17 Le deuxième axe concerne les interactions entre l’équipe de recherche et l’institution de microfinance. Celles-ci doivent intervenir au minimum en plusieurs points cruciaux du processus : au début de la recherche, afin de traduire les préoccupations opérationnelles de l’institution en questions de recherche qui pourront être traitées dans le cadre de l’étude d’impact ; dans les phases intermédiaires d’analyse, afin de mieux caler les cycles de production des résultats de recherche – même préliminaires – avec les cycles de décision de l’institution de microfinance, discuter et mettre en perspective les résultats de recherche au regard de l’expérience de l’institution, et travailler avec le management à traduire ces résultats en propositions d’ordre opérationnel (adaptation des produits et des procédures) ; dans les phases de diffusion des résultats, enfin, afin de réfléchir à des supports de communication qui ne soient pas exclusivement destinés aux milieux académiques ou aux bailleurs, et qui puissent être valorisés au sein de l’institution (au niveau de la direction, mais également du personnel technique, voire des usagers des services).

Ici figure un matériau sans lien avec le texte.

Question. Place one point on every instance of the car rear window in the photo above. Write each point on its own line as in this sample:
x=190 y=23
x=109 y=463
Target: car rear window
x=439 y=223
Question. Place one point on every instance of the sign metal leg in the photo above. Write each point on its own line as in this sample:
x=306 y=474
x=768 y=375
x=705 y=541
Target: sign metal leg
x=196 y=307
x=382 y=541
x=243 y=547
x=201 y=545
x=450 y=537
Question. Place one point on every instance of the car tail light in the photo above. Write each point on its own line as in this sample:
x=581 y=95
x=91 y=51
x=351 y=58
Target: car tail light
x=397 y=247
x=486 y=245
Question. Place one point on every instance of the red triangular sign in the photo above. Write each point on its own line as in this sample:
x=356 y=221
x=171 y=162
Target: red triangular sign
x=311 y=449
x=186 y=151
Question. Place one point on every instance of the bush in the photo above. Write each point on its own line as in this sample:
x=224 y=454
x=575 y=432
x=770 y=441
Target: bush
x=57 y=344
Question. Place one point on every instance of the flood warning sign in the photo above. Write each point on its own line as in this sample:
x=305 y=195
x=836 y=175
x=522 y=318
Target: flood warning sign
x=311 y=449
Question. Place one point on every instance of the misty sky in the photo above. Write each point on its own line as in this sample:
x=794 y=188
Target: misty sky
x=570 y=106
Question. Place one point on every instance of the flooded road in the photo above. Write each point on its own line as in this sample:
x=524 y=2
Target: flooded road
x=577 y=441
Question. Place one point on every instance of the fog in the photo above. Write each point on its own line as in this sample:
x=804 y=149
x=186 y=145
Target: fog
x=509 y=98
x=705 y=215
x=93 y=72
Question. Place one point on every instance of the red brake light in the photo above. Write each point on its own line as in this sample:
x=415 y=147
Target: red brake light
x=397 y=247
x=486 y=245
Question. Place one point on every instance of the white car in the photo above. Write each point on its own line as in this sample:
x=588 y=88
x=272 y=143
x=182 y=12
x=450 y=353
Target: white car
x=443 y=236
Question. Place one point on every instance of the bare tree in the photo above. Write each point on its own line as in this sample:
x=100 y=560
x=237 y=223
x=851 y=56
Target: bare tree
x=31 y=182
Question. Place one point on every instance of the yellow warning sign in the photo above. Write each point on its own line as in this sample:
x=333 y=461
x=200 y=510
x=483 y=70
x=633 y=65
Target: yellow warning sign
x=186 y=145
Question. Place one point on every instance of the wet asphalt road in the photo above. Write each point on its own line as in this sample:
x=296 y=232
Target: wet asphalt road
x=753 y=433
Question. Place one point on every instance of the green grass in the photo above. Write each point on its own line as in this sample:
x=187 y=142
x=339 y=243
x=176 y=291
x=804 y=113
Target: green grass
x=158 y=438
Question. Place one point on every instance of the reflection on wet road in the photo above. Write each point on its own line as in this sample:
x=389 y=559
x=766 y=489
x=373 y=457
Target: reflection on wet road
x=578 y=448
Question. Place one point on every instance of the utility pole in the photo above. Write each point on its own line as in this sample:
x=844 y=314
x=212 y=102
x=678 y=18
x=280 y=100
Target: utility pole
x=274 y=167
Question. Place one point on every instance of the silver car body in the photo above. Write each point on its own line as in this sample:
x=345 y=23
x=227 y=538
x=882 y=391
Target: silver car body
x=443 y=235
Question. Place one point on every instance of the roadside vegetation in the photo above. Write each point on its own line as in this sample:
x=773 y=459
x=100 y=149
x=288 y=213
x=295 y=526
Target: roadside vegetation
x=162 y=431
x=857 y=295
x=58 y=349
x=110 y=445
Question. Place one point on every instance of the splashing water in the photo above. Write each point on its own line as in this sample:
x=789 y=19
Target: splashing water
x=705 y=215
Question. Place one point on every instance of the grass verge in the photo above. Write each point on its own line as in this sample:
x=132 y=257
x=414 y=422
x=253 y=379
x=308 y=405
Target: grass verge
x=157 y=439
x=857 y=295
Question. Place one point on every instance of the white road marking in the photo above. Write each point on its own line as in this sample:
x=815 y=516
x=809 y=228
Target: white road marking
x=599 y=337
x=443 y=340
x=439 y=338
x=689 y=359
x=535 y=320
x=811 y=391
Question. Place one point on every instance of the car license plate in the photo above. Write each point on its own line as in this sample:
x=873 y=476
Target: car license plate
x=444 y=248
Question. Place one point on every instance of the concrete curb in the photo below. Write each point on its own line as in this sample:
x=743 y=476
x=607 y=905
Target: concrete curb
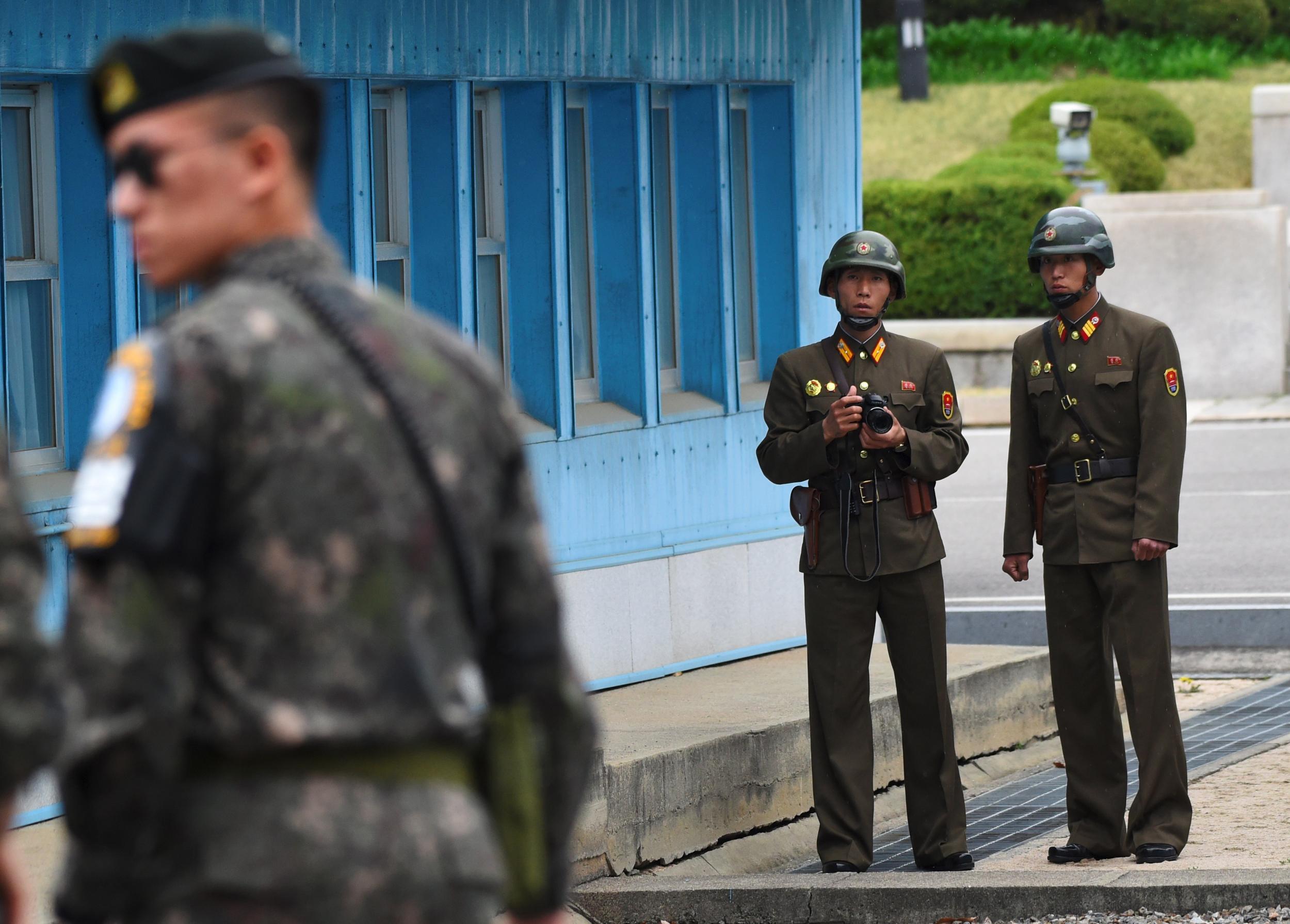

II – L’ÉTUDE D’IMPACT CECAM : UNE DÉMARCHE DE RECHERCHE-ACTION EN PARTENARIAT

1 – Les CECAM, un réseau emblématique de la microfinance rurale et agricole

18 À Madagascar, le financement agricole et rural représente un enjeu majeur : 75 % de la population vit en milieu rural et le secteur agricole concerne plus de 60 % de la population active. Or, la demande reste encore en très grande partie non couverte (FRASLIN, 2003 ; PERRIN, RANDRIANARIVELO et RAZAFINDRAKOTO, 2005). Créées en 1993, les CECAM constituent aujourd’hui le premier réseau de financement agricole et rural de Madagascar. À la fin de l’année 2006, le réseau comptait 181 caisses et 94 000 sociétaires (dont 29 % de femmes) répartis dans 9 régions du pays. L’encours de crédit s’élevait à 6 millions d’euros, celui d’épargne à terme à 1,4 millions d’euros. Sur l’année 2006, le réseau avait octroyé près de 36 000 crédits pour un montant total de 8,5 millions d’euros (Tableau 1).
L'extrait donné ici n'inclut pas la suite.